O Fundo Monetário Internacional (FMI) divulgou documento, ontem, em que reduz as estimativas de endividamento mundial e do Brasil. Conforme os dados do Monitor Fiscal, a dívida pública bruta brasileira não deverá romper a barreira dos 100% do Produto Interno Bruto (PIB) em 2023, como previsto pela instituição em abril. O estudo, de 114 páginas, estima que a dívida pública bruta brasileira cairá de 98,9% do PIB, em 2020, para 90,6% em 2021, e para 90,2% em 2022. As projeções anteriores eram de 98,4%, neste ano, e de 98,8%, no ano que vem. Para 2023, o fundo estima, agora, que a dívida brasileira será de 91,7% do PIB.
O FMI utiliza uma metodologia diferente da empregada pelo governo brasileiro, porque considera os títulos do Tesouro que estão na carteira do Banco Central. Por isso, o dado de 2020 é diferente dos 88,8% do PIB divulgados pelo BC.

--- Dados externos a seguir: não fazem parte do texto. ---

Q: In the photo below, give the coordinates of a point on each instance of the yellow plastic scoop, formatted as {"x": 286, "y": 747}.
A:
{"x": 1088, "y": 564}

De acordo com o documento do FMI, a agenda prioritária global deve ser o combate à pandemia. Mas o órgão alerta para a necessidade de políticas comprometidas com a austeridade fiscal e critica subsídios, principalmente, para combustíveis fósseis, como a gasolina. O estudo, inclusive, destaca que os países desenvolvidos, que possuem regras fiscais mais claras, estão conseguindo se recuperar mais rapidamente do que os demais.
Apesar da melhora nas projeções do FMI, a dívida pública bruta do Brasil está bem acima da média dos países emergentes, que está em 64,3% do PIB neste ano. Essa taxa é 10 pontos percentuais superior à média de 2019, devido às medidas de aumento de gastos adotadas durante a pandemia, e deverá continuar crescendo nos próximos anos, até chegar em 69,8% em 2026.

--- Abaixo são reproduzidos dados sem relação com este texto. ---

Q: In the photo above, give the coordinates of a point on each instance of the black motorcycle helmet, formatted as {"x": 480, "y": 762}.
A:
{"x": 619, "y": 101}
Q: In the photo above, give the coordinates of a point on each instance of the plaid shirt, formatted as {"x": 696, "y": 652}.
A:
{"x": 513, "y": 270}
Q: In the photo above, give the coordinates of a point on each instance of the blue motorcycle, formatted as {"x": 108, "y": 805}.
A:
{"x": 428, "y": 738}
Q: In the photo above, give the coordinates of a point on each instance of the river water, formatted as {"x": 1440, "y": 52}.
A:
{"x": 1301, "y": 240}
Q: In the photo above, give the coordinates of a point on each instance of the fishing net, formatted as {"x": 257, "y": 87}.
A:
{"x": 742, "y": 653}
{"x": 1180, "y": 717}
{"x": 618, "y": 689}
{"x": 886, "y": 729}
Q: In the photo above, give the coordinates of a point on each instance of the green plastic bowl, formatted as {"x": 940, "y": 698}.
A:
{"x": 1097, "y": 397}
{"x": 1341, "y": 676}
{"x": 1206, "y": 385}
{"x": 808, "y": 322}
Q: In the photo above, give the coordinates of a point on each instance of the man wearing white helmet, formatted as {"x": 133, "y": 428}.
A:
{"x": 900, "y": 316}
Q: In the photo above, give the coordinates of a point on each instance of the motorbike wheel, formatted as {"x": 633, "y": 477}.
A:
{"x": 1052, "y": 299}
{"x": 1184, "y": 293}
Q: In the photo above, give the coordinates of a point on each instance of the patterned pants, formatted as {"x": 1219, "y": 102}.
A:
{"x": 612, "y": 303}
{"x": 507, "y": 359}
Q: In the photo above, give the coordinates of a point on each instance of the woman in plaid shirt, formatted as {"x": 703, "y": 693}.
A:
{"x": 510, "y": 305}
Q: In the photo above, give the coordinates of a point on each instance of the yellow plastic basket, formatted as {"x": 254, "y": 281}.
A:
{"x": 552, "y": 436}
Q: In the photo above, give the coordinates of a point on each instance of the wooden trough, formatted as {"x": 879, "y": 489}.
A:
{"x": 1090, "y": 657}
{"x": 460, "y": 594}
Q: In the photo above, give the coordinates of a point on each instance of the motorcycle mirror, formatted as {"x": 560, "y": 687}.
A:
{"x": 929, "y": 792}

Analistas lembram que, além de elevada, a dívida do Brasil deverá ficar mais cara daqui para frente, já que o Banco Central continuará aumentando os juros para controlar a inflação, que voltou para o patamar de dois dígitos, corroendo o poder de compra do brasileiro. Algumas apostas do mercado apontam para uma taxa básica de juros de 10% ao ano até abril de 2022.

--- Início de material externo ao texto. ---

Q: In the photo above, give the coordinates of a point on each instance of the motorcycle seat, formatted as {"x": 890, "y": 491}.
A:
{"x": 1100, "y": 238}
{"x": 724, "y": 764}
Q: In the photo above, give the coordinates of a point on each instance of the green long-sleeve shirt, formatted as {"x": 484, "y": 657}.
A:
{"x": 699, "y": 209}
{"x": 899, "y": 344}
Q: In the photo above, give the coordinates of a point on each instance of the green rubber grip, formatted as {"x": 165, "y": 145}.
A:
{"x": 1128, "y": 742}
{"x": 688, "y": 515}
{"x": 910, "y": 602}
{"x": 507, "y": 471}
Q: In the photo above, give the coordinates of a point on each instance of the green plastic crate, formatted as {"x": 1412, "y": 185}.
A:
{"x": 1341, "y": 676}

“Essa melhora (no endividamento) será apenas do ponto de partida, mas a tendência de alta da dívida voltará nos próximos meses. Basta ver que o gasto com juros já subiu quase 36% em agosto ante o mesmo mês do ano anterior”, alertou Felipe Salto, diretor-executivo da Instituição Fiscal Independente (IFI), do Senado Federal.
Vale lembrar também que, devido à inflação mais alta, o deflator do PIB nominal, utilizado no cálculo da taxa da dívida é maior. Isso ajuda contabilmente na redução do endividamento do país e, para piorar, esconde os problemas fiscais, que não desapareceram. “O risco fiscal sempre existiu e é um problema antigo que nenhum governo consegue resolver, porque é preciso se debruçar sobre a questão e fazer reformas para reduzir os gastos não prioritários”, destacou a economista e professora do Insper Juliana Inhasz.
Ela lembrou que a polêmica do veto do presidente Jair Bolsonaro à distribuição de absorventes para estudantes pobres mostrou a incoerência do governo que, recentemente, concedeu teto duplex para os militares aposentados que integram o Executivo, com reajustes de quase 70%. “Não estamos julgando o valor, mas sim o princípio, porque um grupo tem prioridade e outros, não. E isso é uma distorção”, lamentou.
Felipe Salto, em artigo recente, frisou que “o argumento na hora do veto estava errado”, e não poupou críticas à Proposta de Emenda à Constituição (PEC) dos precatórios, a PEC 32/2021, que institui o calote das dívidas judiciais da União, burlando o teto de gastos. “Vale dizer, o custo da medida (a compra dos absorventes) é estimado em R$ 119,1 milhões. Já a manobra constitucional dos precatórios abrirá folga de R$ 48,6 bilhões no teto de gastos em 2022. Um ataque à Constituição e ao teto, com direito a calote em despesa obrigatória. E a lei? Ora, deixem-nas para os inimigos…”, escreveu Salto.